ECLI:NL:HR:2021:25
public
2021-01-08T11:05:35
2021-01-06
Raad voor de Rechtspraak
Hoge Raad
2021-01-08
20/02431
Herziening
Artikel 80a RO-zaken
NL
Bestuursrecht; Belastingrecht
Rechtspraak.nl
http://deeplink.rechtspraak.nl/uitspraak?id=ECLI:NL:HR:2021:25
public
2021-01-06T10:45:20
2021-01-08
Raad voor de Rechtspraak
ECLI:NL:HR:2021:25 Hoge Raad , 08-01-2021 / 20/02431

HR verklaart het verzoek tot herziening n-o met toepassing van artikel 80a RO.

HOGE RAAD DER NEDERLANDEN

BELASTINGKAMER

Nummer 20/02431

Datum 8 januari 2021

ARREST

in de zaak van

[X] te [Z] (hierna: belanghebbende)

tegen

de RAAD VAN BESTUUR VAN DE SOCIALE VERZEKERINGSBANK

op het verzoek tot herziening van het arrest van de Hoge Raad der Nederlanden van 29 mei 2020, nr. 20/00230, ECLI:NL:HR:2020:930, betreffende een besluit van de Sociale verzekeringsbank ingevolge de Algemene Ouderdomswet.

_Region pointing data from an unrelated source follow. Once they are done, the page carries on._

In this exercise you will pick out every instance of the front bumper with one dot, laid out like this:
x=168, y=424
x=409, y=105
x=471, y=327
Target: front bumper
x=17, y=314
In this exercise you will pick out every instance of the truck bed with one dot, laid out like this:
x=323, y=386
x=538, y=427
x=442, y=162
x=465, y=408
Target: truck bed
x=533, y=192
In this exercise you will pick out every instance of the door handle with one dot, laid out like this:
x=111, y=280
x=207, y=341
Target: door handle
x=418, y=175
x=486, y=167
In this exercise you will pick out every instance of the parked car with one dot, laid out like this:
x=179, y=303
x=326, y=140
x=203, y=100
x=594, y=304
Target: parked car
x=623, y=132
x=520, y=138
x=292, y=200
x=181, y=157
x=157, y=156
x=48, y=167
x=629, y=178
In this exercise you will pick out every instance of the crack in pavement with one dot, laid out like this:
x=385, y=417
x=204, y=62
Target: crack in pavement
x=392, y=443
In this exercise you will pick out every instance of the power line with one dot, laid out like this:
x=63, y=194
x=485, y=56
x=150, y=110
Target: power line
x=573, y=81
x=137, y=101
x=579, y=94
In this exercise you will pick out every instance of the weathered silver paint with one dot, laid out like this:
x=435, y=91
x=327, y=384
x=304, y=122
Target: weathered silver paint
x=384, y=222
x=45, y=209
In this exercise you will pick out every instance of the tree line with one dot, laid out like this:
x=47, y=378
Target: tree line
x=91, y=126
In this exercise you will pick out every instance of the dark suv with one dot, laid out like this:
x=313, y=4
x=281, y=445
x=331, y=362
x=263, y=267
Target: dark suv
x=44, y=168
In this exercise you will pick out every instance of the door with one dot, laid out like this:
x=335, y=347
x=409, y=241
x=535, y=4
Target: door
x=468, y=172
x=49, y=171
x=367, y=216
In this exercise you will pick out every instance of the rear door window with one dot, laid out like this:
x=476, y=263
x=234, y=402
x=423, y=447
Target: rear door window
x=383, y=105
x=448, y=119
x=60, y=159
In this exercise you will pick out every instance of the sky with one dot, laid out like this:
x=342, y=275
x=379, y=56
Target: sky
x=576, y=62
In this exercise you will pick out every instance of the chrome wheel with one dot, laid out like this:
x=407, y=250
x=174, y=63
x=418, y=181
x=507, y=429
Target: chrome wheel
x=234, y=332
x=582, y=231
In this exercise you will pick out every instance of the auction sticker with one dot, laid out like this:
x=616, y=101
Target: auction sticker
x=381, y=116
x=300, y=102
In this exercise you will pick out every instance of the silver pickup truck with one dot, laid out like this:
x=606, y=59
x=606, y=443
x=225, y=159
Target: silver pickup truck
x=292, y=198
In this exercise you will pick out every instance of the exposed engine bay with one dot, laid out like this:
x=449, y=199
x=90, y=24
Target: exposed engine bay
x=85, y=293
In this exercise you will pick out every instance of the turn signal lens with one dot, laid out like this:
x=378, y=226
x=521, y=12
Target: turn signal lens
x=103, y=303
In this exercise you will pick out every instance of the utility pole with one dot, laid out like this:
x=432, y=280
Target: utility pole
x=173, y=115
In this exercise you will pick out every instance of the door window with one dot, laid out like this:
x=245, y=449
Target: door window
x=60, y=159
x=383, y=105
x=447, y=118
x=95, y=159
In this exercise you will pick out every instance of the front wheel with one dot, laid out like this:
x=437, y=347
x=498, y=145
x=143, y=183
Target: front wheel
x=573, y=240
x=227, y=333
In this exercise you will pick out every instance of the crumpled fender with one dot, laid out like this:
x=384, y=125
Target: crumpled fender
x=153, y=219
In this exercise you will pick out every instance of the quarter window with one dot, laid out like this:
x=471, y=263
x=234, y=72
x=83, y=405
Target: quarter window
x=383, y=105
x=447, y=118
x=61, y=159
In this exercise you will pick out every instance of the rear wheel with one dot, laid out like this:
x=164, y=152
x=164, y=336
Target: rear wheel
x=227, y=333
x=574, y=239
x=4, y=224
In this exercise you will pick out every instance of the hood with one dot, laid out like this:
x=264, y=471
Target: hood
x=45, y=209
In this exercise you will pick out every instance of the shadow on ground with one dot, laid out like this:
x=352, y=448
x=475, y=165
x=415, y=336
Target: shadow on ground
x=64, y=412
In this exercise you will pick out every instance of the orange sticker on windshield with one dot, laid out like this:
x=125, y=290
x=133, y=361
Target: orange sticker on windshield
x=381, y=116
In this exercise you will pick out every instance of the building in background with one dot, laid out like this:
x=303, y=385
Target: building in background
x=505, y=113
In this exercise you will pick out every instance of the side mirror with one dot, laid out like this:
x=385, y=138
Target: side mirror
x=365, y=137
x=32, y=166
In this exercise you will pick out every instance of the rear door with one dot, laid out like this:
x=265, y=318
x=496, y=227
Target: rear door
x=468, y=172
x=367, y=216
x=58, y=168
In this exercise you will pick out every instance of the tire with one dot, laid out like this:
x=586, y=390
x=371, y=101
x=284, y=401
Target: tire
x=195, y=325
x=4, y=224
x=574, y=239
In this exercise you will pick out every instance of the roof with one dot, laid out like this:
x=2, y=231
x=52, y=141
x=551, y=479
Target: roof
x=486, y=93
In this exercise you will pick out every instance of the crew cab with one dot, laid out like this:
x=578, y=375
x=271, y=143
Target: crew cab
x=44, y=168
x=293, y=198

1Beoordeling van de ontvankelijkheid van het verzoek tot herziening

De Hoge Raad heeft het verzoek tot herziening beoordeeld. De procureur-generaal bij de Hoge Raad heeft de gelegenheid gekregen een advies uit te brengen.

De Hoge Raad is tot het oordeel gekomen dat het verzoek tot herziening duidelijk niet kan slagen. Hij zal daarom gebruikmaken van de mogelijkheid om het verzoek zonder verdere motivering niet-ontvankelijk te verklaren (zie artikel 80a van de Wet op de rechterlijke organisatie).

2Proceskosten

De Hoge Raad ziet geen aanleiding voor een veroordeling in de proceskosten.

3Beslissing

De Hoge Raad verklaart het verzoek tot herziening niet‑ontvankelijk.

Dit arrest is gewezen door de vice-president M.E. van Hilten als voorzitter, en de raadsheren P.M.F. van Loon en J.A.R. van Eijsden, in tegenwoordigheid van de waarnemend griffier E. Cichowski, en in het openbaar uitgesproken op 8 januari 2021.